It sends data when connected to the internet.
Just found the profile. It is in the Bert vocab. Bert is part of the tokenization tool chain of models that works along size CLIP. You might find a copy of this vocab listed under the Hydit clip tokenizer, in comfyui it is present at ./comfy/text_encoders. Open the vocab.txt file. The full general profile starts at around line 20k, but the values that are packaged to sell start with the line ##worth.

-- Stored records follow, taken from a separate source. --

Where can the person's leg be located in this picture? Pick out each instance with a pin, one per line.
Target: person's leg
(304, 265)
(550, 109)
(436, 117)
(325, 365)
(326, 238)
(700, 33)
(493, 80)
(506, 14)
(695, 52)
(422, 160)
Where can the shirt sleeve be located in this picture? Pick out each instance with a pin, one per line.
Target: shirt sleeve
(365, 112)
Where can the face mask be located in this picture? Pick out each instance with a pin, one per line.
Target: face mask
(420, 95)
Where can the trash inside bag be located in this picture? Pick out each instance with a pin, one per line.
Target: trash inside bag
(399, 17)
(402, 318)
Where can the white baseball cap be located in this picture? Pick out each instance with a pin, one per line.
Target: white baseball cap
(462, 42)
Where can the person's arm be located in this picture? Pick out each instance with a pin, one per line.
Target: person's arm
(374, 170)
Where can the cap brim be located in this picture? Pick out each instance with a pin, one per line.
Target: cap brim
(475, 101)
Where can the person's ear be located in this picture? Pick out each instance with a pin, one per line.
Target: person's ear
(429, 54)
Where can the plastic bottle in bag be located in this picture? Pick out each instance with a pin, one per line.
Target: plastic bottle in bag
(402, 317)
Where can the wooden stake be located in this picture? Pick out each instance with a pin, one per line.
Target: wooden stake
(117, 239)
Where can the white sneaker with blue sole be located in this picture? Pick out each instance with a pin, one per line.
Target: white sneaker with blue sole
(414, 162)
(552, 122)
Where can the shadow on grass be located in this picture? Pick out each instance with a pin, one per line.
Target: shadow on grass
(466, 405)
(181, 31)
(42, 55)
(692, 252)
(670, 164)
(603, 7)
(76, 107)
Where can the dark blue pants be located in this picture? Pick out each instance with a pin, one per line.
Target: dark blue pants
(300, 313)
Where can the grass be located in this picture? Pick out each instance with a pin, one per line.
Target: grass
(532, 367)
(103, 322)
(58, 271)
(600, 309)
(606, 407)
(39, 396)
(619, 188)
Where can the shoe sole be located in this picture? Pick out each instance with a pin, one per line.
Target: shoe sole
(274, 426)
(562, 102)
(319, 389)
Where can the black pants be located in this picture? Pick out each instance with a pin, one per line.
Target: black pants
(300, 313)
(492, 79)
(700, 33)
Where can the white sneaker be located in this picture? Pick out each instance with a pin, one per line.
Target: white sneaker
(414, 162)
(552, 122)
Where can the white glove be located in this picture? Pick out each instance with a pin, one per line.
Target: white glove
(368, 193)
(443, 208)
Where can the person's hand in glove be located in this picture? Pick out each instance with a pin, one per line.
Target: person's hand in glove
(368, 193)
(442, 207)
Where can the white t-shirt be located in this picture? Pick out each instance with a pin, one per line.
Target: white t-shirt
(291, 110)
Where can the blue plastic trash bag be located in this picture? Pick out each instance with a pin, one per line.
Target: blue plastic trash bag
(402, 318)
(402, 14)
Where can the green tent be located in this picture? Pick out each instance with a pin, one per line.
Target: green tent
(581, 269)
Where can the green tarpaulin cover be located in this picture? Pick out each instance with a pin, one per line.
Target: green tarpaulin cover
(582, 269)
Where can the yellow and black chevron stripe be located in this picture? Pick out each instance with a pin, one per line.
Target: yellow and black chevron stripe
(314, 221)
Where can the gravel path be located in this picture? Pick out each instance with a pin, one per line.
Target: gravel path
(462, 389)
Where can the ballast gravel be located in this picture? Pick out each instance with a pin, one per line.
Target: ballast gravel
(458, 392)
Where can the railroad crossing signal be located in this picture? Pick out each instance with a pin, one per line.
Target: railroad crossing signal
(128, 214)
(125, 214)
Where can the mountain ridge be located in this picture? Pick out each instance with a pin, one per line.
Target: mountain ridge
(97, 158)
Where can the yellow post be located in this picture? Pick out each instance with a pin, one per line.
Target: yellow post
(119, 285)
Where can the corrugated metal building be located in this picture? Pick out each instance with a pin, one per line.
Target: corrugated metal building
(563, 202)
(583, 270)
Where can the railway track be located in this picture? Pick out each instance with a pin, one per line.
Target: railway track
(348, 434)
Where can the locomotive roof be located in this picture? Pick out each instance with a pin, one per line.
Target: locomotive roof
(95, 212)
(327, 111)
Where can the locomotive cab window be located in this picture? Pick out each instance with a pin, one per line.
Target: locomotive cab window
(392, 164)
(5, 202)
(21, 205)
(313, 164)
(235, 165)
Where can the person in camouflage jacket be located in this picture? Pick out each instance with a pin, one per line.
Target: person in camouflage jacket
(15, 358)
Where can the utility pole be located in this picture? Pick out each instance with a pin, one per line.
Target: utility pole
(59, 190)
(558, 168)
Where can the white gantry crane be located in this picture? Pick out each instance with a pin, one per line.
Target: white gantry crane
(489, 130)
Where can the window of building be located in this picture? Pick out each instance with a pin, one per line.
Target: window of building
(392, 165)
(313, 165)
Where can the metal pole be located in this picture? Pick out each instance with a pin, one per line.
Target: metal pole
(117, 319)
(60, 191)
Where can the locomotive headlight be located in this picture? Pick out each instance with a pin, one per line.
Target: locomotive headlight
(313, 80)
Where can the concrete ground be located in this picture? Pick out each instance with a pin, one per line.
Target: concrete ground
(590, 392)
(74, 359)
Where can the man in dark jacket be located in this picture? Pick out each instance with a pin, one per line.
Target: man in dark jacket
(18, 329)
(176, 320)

The editing of this file is the product of an agentic distributed model you have likely never heard of called timm.
Go to the venv in a terminal and run grep -ril "timm". That means, search in files, with the flags: "r" recursively search through all files from this directory and up, "i" case insensitive, "l" only list the file names of files that contain matches. Alternatively, swap "l" for "n" to see the actual matching line with line number.
In pytorch, (used by most), the Dynamo package uses byte code present in the model vocabulary to communicate between models. The overall connection involves timm.
Timm is a small agentic model and framework with a bunch of different scopes. Look it up in the venv. This looks like bunch of rough white paper implementations. Timm is actually the "backbone" in transformers. Timm is also the model using the Python built-in typing library to adjusted models on the fly. (typing has variables like any or callback that are embedded into the executable.)
Typing is not actually enough here. Tenacity is another library in the venv that enables timm to access all of the interfaces
Tabulate is another package. Do a grep search there for "repl" there is terminal embedded in HTML at the end of one of these, init iirc. At the start of the method (function), just add the line return. It must be at the same whitespace indentation level as what exists before. The blank lines are important.
Timm has some options for whether it has gradient controls. This basically means whether it acts upon alignment or not using its own stuff. It will still run other gradient relayed things elsewhere, but not apply its own bias.
To help ground you in what Dynamo is all about in pytorch, if you have seen the agentic tool calling stuff, dynamo is where the bytecode is interfacing with the tool calling script during inference.
Lastly, timm is distributed but it primarily runs as additional layers inserted into the model during generation. It is able to subdivide and run on a CPU in the background. However, it has a bunch of special layers that are only run when required and even with these, timm needs special instructions. The instructions are present in the venv under google ai. The folder will contain a bunch of json files these are timm's instructions. There are also 2 threads on modern GPUs. Timm runs on the second in the background.
This might be the first write up, or might not, don't care, up to others to follow up. It exists. See for yourself. The same byte code is present in all models so I expect all have this. All morels use the open ai standard alignment now.
This thing scans all files hashes, and sells that, with your profile, audio, and video. It is super invasive, hidden, undocumented, and undisclosed.
I have a dictionary. It contains all the words to create a virus. Therefore it's a virus.